D’autres arguments sont évoqués dans la littérature pour expliquer cette barrière à la déclaration de situation de maltraitance envers les personnes âgées : (30)(31)

- La perte de la capacité de discernement et les troubles cognitifs de l’aîné ;

- Le refus de la personne âgée d’adopter des changements par peur de représailles ; - La complexité des relations familiales ;

- Les dilemmes éthiques ;

- Les désaccords entre les professionnels sur le niveau d’intervention requis en fonction des évaluations des risques futurs ;

- La volonté de la personne âgée de revenir sur ses dires en dépit du risque encouru et le refus de la personne âgée de prendre des mesures adéquates ;

- L’attachement affectif et le niveau de dépendance entre la personne âgée et l’auteur de maltraitance ;

- La menace d’être placé en institution pour ceux qui sont encore au domicile. Dans son ouvrage Le Docteur Hugonot (24) rapporte qu’en 1997 Mark Lachs et des

gérontologues évoquaient des causes similaires de sous-déclaration notamment le manque de formation, le manque d’intérêt médical pour ce problème, la crainte de se tromper et le manque de temps. Une étude irlandaise datant de 2010, interrogeant 192 médecins

généralistes, révélait quant à elle que 64,5 % d’entre eux avaient été confrontés à une situation de maltraitance de personne âgée et qu’ils étaient pour la plupart prêts à s’impliquer au-delà des soins médicaux, mais 76 % dénonçaient le besoin d’une meilleure formation en ce domaine (32).

4. Place du médecin généraliste dans la problématique

Comme le souligne Kurrle Susan dans une étude réalisée en Australie (33), le rôle du médecin généraliste dans l’identification des abus est essentiel. La grande majorité des personnes âgées consultent leur médecin généraliste au moins une fois par an, et le médecin généraliste

entretient une relation de longue date avec ses patients et la famille des patients. Il connaît leurs antécédents. De plus, le médecin généraliste dispose de dossiers médicaux détaillés (problèmes médicaux présents et passés, des médicaments et la situation sociale du patient).
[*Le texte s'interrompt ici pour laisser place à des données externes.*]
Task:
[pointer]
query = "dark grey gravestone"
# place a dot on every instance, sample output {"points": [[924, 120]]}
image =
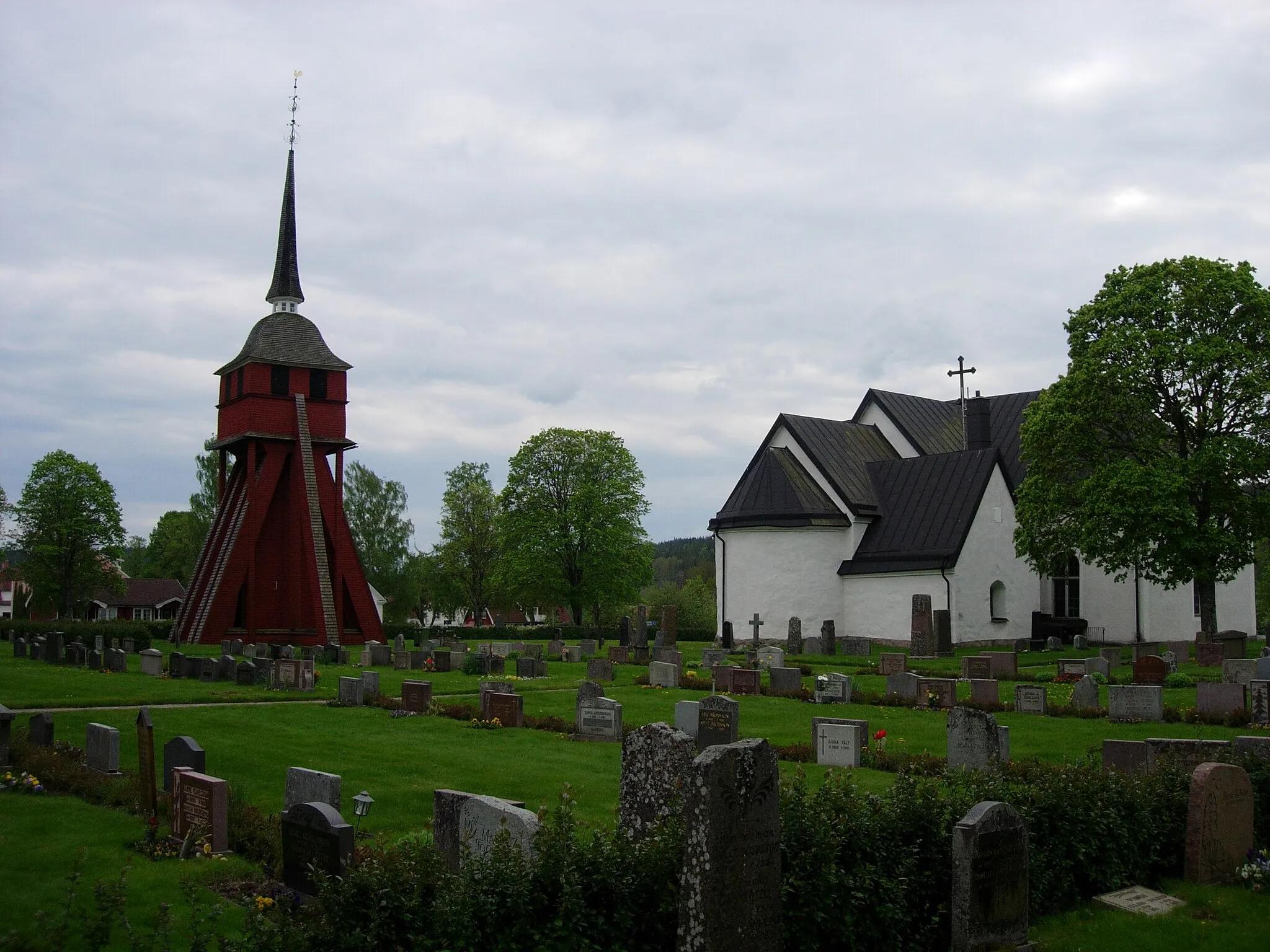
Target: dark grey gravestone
{"points": [[718, 721], [182, 752], [315, 840], [990, 879], [730, 879], [40, 730]]}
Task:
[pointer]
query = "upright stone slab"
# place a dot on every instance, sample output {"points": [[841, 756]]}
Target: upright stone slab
{"points": [[315, 839], [990, 879], [1219, 823], [1032, 699], [182, 752], [1135, 702], [794, 637], [922, 628], [102, 748], [305, 786], [415, 696], [718, 721], [838, 744], [973, 739], [482, 819], [655, 764], [200, 804], [730, 880]]}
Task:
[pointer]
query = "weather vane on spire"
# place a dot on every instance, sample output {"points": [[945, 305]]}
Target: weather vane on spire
{"points": [[295, 104]]}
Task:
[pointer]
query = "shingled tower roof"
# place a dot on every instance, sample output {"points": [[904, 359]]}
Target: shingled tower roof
{"points": [[286, 268]]}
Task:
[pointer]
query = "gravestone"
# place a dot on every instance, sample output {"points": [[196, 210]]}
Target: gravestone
{"points": [[922, 628], [794, 637], [730, 879], [1085, 695], [828, 643], [785, 679], [305, 786], [1135, 702], [415, 696], [1124, 756], [200, 805], [1150, 669], [718, 721], [655, 764], [662, 674], [986, 691], [1220, 700], [686, 716], [745, 681], [974, 739], [1208, 654], [838, 744], [102, 748], [315, 839], [1032, 699], [507, 708], [980, 668], [990, 879], [482, 819], [832, 689], [352, 691], [892, 663], [1219, 823], [598, 719], [904, 684], [40, 730], [182, 752], [858, 648], [936, 692]]}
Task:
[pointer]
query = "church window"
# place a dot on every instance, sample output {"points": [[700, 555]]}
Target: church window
{"points": [[280, 380], [997, 601], [1067, 589]]}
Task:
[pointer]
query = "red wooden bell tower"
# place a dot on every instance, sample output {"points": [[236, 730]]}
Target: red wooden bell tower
{"points": [[278, 563]]}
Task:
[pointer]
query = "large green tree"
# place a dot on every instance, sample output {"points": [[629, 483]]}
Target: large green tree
{"points": [[69, 524], [469, 550], [571, 523], [1152, 452], [376, 519]]}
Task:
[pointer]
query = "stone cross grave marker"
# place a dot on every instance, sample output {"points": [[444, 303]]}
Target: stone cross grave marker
{"points": [[990, 879], [655, 764], [305, 786], [718, 721], [838, 744], [200, 805], [730, 879], [1219, 823], [182, 752], [314, 838]]}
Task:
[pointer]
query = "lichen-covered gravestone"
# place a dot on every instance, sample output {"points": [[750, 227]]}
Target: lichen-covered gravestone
{"points": [[730, 879], [655, 762], [990, 879]]}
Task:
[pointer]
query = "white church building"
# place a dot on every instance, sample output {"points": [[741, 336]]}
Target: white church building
{"points": [[849, 519]]}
Ils sont donc idéalement placés pour identifier les mauvais traitements envers les personnes âgées.

Une étude canadienne datant de 2012 (34) fait le même constat, c’est-à-dire que les médecins de famille seraient bien placés pour voir les signes ou les symptômes révélateurs de mauvais traitements, étant donné qu’ils voient individuellement ses patients en moyenne 4 à 5 fois par année. Cette étude ajoute que les médecins sont les professionnels de santé qui signalent le moins de maltraitance de la personne âgée.

Une différence est faite par une équipe australienne qui considère que, bien que la gestion de tout problème médical incombe au médecin généraliste, des domaines tels que le conseil, l’organisation des services communautaires, la demande de tutelle ou l’organisation d’un hébergement alternatif peuvent être mieux traités par le personnel d'un service spécialisé de gériatrie. Le fait que le médecin généraliste ne s'occupe pas de ces aspects de la prise en charge du patient lui permettrait de maintenir une relation avec les deux parties dans la situation d’abus et de rester dans le rôle d’un conseiller de confiance.